Istana Belum Bisa Pastikan Kapan Presiden Jokowi Teken UU Cipta Kerja, ''Pertemuannya Sudah Dilakukan, Nanti Setneg Yang Akan Sampaikan...''

Istana Belum Bisa  Pastikan Kapan Presiden Jokowi Teken UU Cipta Kerja, ''Pertemuannya Sudah Dilakukan, Nanti Setneg Yang Akan Sampaikan...''
Ade Irfan Pulungan./Sumber Foto: Benteng Sumbar

JAKARTA (RIAUSKY.COM)- Tenaga Ahli Utama Kantor Staf Presiden (KSP) Ade Irfan Pulungan belum memastikan kapan Presiden Joko Widodo (Jokowi) meneken omnibus law Undang-Undang Cipta Kerja (UU Ciptaker).

Ia menuturkan pihak yang mengurusi hal tersebut ialah Sekretariat Negara.

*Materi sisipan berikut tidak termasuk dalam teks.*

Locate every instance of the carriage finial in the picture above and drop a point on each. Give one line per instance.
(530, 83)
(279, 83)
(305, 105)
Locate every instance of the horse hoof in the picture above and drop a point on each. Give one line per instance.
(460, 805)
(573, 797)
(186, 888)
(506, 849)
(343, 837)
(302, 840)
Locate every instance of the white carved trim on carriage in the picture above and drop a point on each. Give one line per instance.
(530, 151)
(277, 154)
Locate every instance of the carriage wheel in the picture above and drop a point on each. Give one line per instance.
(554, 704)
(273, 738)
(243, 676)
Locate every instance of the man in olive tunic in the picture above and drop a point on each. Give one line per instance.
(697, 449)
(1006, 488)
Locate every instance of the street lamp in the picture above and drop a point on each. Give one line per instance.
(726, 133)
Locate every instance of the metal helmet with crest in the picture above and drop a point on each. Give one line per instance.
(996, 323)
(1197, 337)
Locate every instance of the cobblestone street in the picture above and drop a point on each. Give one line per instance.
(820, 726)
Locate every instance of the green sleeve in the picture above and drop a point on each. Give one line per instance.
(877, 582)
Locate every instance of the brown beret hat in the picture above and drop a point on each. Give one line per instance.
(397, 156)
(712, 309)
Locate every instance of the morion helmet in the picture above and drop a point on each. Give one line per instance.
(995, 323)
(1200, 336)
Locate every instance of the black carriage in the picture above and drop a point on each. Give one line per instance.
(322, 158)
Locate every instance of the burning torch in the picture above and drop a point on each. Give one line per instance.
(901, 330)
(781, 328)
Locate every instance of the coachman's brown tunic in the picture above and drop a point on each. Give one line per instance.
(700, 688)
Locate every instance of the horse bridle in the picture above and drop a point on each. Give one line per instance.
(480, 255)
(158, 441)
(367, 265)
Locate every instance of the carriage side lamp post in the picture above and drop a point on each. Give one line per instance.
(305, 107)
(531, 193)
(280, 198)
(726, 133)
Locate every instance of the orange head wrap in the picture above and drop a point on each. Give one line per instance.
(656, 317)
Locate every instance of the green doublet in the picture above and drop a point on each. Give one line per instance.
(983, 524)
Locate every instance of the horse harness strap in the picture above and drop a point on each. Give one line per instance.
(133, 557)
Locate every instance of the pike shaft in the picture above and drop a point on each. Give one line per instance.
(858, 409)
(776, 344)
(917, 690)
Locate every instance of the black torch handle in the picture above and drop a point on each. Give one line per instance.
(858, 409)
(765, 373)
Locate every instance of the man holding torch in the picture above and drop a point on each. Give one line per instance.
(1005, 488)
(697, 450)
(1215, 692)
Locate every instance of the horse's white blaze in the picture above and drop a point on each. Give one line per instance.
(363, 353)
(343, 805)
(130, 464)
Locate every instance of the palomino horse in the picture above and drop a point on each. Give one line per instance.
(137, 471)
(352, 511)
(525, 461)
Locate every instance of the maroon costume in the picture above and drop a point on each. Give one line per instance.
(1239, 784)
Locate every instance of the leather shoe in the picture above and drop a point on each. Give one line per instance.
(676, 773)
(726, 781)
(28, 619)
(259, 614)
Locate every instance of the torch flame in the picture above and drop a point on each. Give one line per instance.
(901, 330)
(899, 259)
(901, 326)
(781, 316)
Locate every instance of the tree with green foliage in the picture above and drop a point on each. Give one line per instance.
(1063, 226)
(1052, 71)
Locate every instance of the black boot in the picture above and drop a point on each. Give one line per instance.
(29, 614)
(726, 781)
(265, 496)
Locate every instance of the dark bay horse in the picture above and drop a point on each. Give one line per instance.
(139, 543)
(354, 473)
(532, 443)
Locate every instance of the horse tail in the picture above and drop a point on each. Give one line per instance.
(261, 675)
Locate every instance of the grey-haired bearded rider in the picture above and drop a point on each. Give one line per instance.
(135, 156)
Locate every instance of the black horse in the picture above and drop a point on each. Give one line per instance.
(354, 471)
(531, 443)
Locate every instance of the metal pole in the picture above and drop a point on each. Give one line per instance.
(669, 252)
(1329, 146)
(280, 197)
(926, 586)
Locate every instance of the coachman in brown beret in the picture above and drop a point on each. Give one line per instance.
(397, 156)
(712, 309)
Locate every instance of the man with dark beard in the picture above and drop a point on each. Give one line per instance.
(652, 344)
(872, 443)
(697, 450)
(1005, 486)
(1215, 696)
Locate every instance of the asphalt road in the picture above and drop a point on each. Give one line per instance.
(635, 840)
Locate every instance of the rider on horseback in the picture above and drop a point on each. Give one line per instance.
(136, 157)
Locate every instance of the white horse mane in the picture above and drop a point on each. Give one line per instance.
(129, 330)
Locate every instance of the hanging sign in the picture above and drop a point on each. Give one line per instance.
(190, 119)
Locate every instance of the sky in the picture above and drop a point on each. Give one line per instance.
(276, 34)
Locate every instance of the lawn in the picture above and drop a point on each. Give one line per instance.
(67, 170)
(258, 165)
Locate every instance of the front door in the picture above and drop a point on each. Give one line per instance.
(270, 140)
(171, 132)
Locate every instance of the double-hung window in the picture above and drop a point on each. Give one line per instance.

"Iya memang pertemuannya sudah dilakukan, nanti pastinya Setneg yang akan sampaikan karena administrasinya dan tugasnya ada di sana," kata Irfan kepada CNNIndonesia.com, Senin (2/12).

Kemudian, CNNIndonesia.com menghubungi Sekretaris Kementerian Sekretariat Negara Setya Utama. Namun, hingga kini belum mendapatkan respons lebih lanjut.

DPR dan pemerintah telah menyetujui UU Omnibus Law Ciptakerja per tanggal 5 Oktober lalu. Menurut peraturan, Presiden Joko Widodo harus segera mengesahkan UU tersebut dalam jangka waktu 30 hari.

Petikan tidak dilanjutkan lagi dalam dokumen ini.